Le président letton Edgars Rinkevičs a nommé mardi 16 mai 2026 le chef de l’opposition Andris Kulbergs pour former un nouveau gouvernement, après la démission de la Première ministre Evika Siliņa, plongée dans une crise politique aggravée par des incidents impliquant des drones ukrainiens. La proposition, annoncée lors d’une conférence de presse au château de Riga, doit désormais obtenir l’aval du Parlement.
Une nomination sous tension après la chute de Siliņa
La décision d’Edgars Rinkevičs s’inscrit dans un contexte de profonde instabilité politique en Lettonie. La Première ministre Evika Siliņa, en poste depuis 2023, a démissionné jeudi 16 mai après que son partenaire de coalition, le parti *Progressives*, ait retiré son soutien à son gouvernement. Cette rupture a suivi le limogeage, le week-end dernier, de son ministre de la Défense, Andris Spruds, accusé d’avoir échoué à garantir la sécurité aérienne du pays après l’explosion de drones ukrainiens sur un dépôt pétrolier letton.
Dans un discours télévisé, Siliņa avait justifié sa démission en soulignant que les jeux politiques n’ont plus leur place
, tout en affirmant ne pas abandonner la scène politique. Je démissionne, mais je ne renonce pas
, avait-elle déclaré, marquant ainsi la fin d’un mandat marqué par des tensions croissantes avec ses alliés et une gestion controversée de la crise sécuritaire.
Kulbergs, figure de l’opposition, face à un Parlement divisé
Andris Kulbergs, leader de la *United List* – une coalition de petits partis formant le premier groupe d’opposition au Parlement letton – est désormais chargé de former un gouvernement. Sa nomination par le président Rinkevičs reflète une volonté de rompre avec la majorité sortante, accusée d’avoir perdu la confiance des citoyens après les incidents récents. Cependant, la formation d’un cabinet stable s’annonce délicate : Kulbergs devra obtenir le soutien d’une majorité parlementaire, ce qui n’est pas garanti dans un contexte de fragmentation politique.
Les drones ukrainiens, qui ont frappé la Lettonie à plusieurs reprises depuis 2023, sont devenus un symbole de l’incapacité des autorités à protéger le territoire. Le dernier incident, survenu début mai, a renforcé les critiques contre la gestion de la défense, poussant Siliņa à écarter Spruds. Les événements récents ont clairement montré que la direction politique du secteur de la défense n’a pas tenu ses promesses de sécurité pour notre pays
, avait-elle expliqué, soulignant l’urgence d’un changement.
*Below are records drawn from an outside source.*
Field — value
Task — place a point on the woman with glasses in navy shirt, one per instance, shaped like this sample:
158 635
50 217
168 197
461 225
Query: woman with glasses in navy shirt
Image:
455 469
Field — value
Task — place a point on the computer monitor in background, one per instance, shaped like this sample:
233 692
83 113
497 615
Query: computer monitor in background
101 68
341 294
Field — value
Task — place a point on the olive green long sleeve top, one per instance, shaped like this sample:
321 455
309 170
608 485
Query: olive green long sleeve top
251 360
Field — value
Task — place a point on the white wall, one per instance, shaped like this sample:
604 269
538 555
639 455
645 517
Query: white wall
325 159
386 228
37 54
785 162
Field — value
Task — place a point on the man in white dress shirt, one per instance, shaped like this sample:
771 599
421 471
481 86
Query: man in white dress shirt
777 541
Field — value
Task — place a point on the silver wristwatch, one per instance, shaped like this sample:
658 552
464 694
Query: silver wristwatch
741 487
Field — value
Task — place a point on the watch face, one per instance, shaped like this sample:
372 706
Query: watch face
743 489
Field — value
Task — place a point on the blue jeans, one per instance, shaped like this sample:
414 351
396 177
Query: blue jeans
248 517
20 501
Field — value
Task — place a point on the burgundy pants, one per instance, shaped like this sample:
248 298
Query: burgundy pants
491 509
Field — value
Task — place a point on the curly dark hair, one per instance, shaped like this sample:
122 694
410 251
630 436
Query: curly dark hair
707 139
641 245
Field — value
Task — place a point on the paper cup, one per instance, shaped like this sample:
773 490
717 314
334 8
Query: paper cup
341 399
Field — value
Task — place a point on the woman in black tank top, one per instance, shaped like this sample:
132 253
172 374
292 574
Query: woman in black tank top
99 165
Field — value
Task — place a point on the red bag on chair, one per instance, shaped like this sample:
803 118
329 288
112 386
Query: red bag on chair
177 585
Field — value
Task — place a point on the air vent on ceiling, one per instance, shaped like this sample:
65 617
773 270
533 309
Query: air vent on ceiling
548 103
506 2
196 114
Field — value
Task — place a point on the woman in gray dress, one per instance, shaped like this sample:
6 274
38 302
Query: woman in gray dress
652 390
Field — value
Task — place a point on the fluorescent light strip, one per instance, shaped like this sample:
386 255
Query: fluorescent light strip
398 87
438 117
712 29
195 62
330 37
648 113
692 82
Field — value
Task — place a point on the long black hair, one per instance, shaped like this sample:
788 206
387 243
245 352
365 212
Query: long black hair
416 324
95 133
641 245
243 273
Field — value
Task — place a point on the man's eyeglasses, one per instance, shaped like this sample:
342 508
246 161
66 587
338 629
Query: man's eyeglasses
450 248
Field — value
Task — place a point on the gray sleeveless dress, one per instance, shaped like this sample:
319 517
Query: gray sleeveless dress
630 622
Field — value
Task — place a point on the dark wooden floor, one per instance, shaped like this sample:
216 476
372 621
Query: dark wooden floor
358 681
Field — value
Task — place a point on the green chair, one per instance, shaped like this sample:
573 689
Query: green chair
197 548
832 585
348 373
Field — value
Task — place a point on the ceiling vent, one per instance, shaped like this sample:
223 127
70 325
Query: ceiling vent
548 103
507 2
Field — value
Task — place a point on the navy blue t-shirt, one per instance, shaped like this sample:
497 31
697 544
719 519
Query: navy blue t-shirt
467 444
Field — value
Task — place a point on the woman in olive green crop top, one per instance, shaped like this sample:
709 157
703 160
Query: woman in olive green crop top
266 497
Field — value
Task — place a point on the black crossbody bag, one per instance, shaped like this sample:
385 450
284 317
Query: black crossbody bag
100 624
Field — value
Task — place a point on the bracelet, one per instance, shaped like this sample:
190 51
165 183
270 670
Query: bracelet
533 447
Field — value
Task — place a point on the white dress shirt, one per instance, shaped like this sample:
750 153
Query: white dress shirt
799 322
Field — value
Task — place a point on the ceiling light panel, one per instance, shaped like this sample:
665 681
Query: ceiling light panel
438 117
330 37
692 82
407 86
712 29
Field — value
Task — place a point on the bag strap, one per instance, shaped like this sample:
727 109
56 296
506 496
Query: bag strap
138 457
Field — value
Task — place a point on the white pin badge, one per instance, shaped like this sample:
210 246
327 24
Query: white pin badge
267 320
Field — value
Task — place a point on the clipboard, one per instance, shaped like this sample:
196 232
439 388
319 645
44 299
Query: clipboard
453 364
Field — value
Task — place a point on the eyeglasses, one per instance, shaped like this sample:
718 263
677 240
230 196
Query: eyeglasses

Une crise sécuritaire qui dépasse les frontières lettones
La Lettonie n’est pas le seul pays baltique touché par ces attaques. L’Estonie et la Lituanie ont également subi des intrusions de drones en provenance de Russie, alimentant les craintes d’une escalade dans la région. Ces incidents, survenus dans un contexte de guerre en Ukraine, ont mis en lumière les vulnérabilités des États membres de l’OTAN en Europe de l’Est.
Pour Kulbergs, la tâche sera donc double : stabiliser la situation politique tout en répondant aux attentes en matière de sécurité. Son succès dépendra de sa capacité à rassembler des soutiens au Parlement, où les divisions sont profondes. Si les partis d’opposition se montrent réticents à s’allier, la Lettonie pourrait s’enfoncer dans une nouvelle période d’incertitude institutionnelle.
Que vient-il après ? Un gouvernement minoritaire ou une nouvelle élection ?
Plusieurs scénarios se dessinent désormais. Kulbergs dispose d’un délai déterminé par la Constitution lettone pour former un gouvernement. S’il échoue, le président Rinkevičs pourrait dissoudre le Parlement et convoquer de nouvelles élections, plongeant le pays dans une période de transition prolongée.
En attendant, les marchés et les partenaires internationaux observeront de près l’évolution de la situation. La Lettonie, membre de l’UE et de l’OTAN, doit maintenir sa crédibilité face aux défis sécuritaires et économiques. La nomination de Kulbergs marque une étape, mais son avenir politique reste incertain dans un pays où les alliances sont fragiles et les enjeux, majeurs.
Une chose est sûre : la crise politique lettone n’est pas près de s’éteindre. Les prochains jours seront décisifs pour savoir si le pays peut enfin tourner la page des divisions et des échecs répétés en matière de sécurité.